Outdoor 802.11ac – doing it right.
October 11, 2014 2 Comments
When you talk about seeing the proliferation of 802.11ac devices, most often it’s with regard to indoor devices or at least ‘under roof’ devices. Until recently, there have been very few options for putting 802.11ac outdoors. One of the very good reasons for this wasn’t because of environmentals (you can put an indoor 802.11ac Access Point in a protective enclosure), it was about getting enough signal to and from your clients to be able to see any actual performance benefits. Cisco just launched their 1572 outdoor 802.11ac Access Point and as you’d expect, it sports many features that make it ‘a cut above the rest’.
I’ve been fortunate enough to play with a unit for the past several weeks and there are two of these features that I’d like to highlight:
Feature 1) Radio performance: These things are loud. I think the phrase ‘hella loud’ is more akin to what is reality. At 30dBm transmit power in UNII-3 (here in the states, FCC), it’s significantly more than what you’d be able to get out of a typical indoor Access Point (usually caps at about 20dBm).
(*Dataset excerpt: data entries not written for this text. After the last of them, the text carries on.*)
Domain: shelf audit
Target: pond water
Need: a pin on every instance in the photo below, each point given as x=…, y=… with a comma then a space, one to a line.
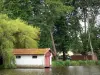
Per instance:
x=71, y=70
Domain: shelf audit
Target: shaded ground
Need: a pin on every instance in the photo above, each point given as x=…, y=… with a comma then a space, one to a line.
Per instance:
x=71, y=70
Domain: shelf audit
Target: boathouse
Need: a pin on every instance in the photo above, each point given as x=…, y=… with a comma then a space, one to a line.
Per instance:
x=33, y=57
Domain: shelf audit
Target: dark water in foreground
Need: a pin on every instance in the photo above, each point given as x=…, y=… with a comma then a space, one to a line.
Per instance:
x=71, y=70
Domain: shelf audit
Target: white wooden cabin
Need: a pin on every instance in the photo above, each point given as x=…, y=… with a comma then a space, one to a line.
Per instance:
x=33, y=57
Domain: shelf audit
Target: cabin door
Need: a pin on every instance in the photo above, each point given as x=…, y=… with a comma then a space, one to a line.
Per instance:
x=47, y=61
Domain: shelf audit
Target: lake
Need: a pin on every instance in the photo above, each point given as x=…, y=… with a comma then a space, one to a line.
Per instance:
x=71, y=70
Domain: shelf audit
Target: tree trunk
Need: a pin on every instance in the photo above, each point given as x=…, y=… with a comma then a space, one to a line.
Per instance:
x=90, y=43
x=53, y=44
x=64, y=57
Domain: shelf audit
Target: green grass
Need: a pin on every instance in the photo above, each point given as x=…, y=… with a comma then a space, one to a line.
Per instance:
x=74, y=63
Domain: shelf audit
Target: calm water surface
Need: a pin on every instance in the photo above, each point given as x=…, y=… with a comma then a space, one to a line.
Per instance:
x=71, y=70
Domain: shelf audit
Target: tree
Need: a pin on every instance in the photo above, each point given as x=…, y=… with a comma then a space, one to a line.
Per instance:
x=15, y=34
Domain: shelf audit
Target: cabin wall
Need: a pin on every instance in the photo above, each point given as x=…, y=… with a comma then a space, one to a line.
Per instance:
x=28, y=60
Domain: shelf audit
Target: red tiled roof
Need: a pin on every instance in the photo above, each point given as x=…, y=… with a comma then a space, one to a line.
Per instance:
x=31, y=51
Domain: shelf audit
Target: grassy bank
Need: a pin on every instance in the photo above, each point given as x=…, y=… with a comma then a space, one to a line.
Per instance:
x=74, y=63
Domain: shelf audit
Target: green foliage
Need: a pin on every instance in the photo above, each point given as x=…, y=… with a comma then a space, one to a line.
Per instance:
x=15, y=34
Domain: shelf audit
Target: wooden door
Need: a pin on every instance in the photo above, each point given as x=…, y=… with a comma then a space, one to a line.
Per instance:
x=47, y=61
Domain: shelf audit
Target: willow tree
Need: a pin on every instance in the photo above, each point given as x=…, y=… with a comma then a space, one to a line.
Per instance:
x=15, y=34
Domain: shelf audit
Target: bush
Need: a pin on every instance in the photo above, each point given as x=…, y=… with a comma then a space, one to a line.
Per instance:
x=58, y=63
x=67, y=63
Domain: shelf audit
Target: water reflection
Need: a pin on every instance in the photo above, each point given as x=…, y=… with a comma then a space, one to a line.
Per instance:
x=71, y=70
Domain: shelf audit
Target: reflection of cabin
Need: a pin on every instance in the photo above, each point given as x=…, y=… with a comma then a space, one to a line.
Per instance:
x=33, y=57
x=84, y=57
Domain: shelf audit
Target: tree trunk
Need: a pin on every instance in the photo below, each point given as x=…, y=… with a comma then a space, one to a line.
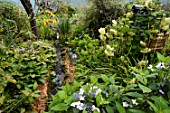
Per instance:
x=28, y=7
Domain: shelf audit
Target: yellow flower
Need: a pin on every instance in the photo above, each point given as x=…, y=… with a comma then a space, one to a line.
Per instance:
x=102, y=31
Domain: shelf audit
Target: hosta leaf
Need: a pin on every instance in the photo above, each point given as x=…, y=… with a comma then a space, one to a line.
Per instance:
x=144, y=88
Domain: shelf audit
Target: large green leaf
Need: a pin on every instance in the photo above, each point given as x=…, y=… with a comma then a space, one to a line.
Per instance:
x=120, y=108
x=144, y=88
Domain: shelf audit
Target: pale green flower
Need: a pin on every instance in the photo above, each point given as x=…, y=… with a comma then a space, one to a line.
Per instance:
x=102, y=31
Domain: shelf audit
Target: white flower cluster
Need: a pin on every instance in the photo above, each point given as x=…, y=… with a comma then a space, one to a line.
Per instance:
x=80, y=97
x=125, y=104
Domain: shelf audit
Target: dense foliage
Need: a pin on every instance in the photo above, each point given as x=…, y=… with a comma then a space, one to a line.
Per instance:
x=106, y=47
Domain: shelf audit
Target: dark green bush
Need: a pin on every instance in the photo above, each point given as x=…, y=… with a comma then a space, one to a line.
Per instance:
x=22, y=68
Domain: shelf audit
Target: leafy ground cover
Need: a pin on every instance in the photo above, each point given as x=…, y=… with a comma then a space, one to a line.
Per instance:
x=108, y=68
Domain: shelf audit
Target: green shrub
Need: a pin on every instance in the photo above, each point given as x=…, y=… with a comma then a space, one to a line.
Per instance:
x=22, y=68
x=101, y=13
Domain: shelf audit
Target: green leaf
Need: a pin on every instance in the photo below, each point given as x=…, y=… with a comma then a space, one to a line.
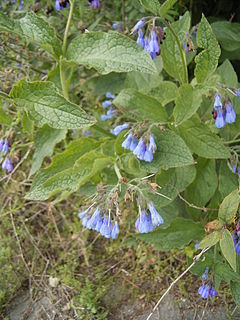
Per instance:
x=140, y=106
x=69, y=170
x=205, y=184
x=228, y=74
x=201, y=140
x=151, y=5
x=170, y=52
x=187, y=103
x=228, y=181
x=45, y=140
x=165, y=92
x=227, y=33
x=171, y=182
x=166, y=6
x=207, y=60
x=210, y=240
x=228, y=249
x=229, y=206
x=34, y=29
x=225, y=272
x=107, y=52
x=171, y=152
x=235, y=290
x=181, y=232
x=46, y=105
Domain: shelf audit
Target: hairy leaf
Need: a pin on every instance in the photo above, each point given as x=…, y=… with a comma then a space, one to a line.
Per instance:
x=206, y=60
x=46, y=105
x=107, y=52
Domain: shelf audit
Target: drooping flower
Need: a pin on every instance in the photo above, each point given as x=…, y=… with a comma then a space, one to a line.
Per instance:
x=127, y=142
x=140, y=39
x=155, y=216
x=230, y=113
x=119, y=129
x=7, y=165
x=106, y=103
x=140, y=150
x=138, y=25
x=220, y=122
x=217, y=102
This means that more power out gets a cleaner RF signal to your client which means better modulation, which means faster speeds. That’s only half of the story though. What stands out is that Cisco went the extra mile and dramatically improved the receive sensitivity of these radios. This means that the AP can hear the signal coming from the client more cleanly which improves the clients ability to talk faster and get off of the air sooner. In mobile clients, this is the end-game for improving battery life. When you couple both of these things with high-gain antennas, you get significantly larger cell sizes outdoors with the awesome byproduct of actually being able to *use* the AP from a distance.
For comparison, you can see a sampling of the receive sensitivity values from a competitors outdoor AP. All values represented in dBm. Don’t forget that 3dBm is twice the power so each 3dBm is the equivalent of doubling your receive sensitivity!
Feature 2) PoE out. This is one of the most commonly asked feature that I find lacking in other solutions and it’s a simple one. The ability to hang a PoE powered surveillance camera off of an outdoor AP or even a PoE powered switch gives you the flexibility to take greater advantage of the investment you’re expending on the installation anyway. In short, if you’re going to run power, make it more useful to your infrastructure and business needs than ‘just to support an AP’.
If you couple these features with the other general awesomeness of the AP including ruggidization, real spectrum intelligence, 4×4 transmitters and receivers for 3 spatial streams, Fiber and cable uplink options, and field upgradability makes this the outdoor 802.11ac Access Point that you wish you had.
An enhancement compared to 1532 which lacked CleanAir and was only dual-band MIMO 2×2:2. Do you have 1570 data sheet or more info on specs?
Rx Sensitivity is huge plus on the 5GHz radio, not sure if there’s much value on 2.4GHz radio without RX SOP value changes.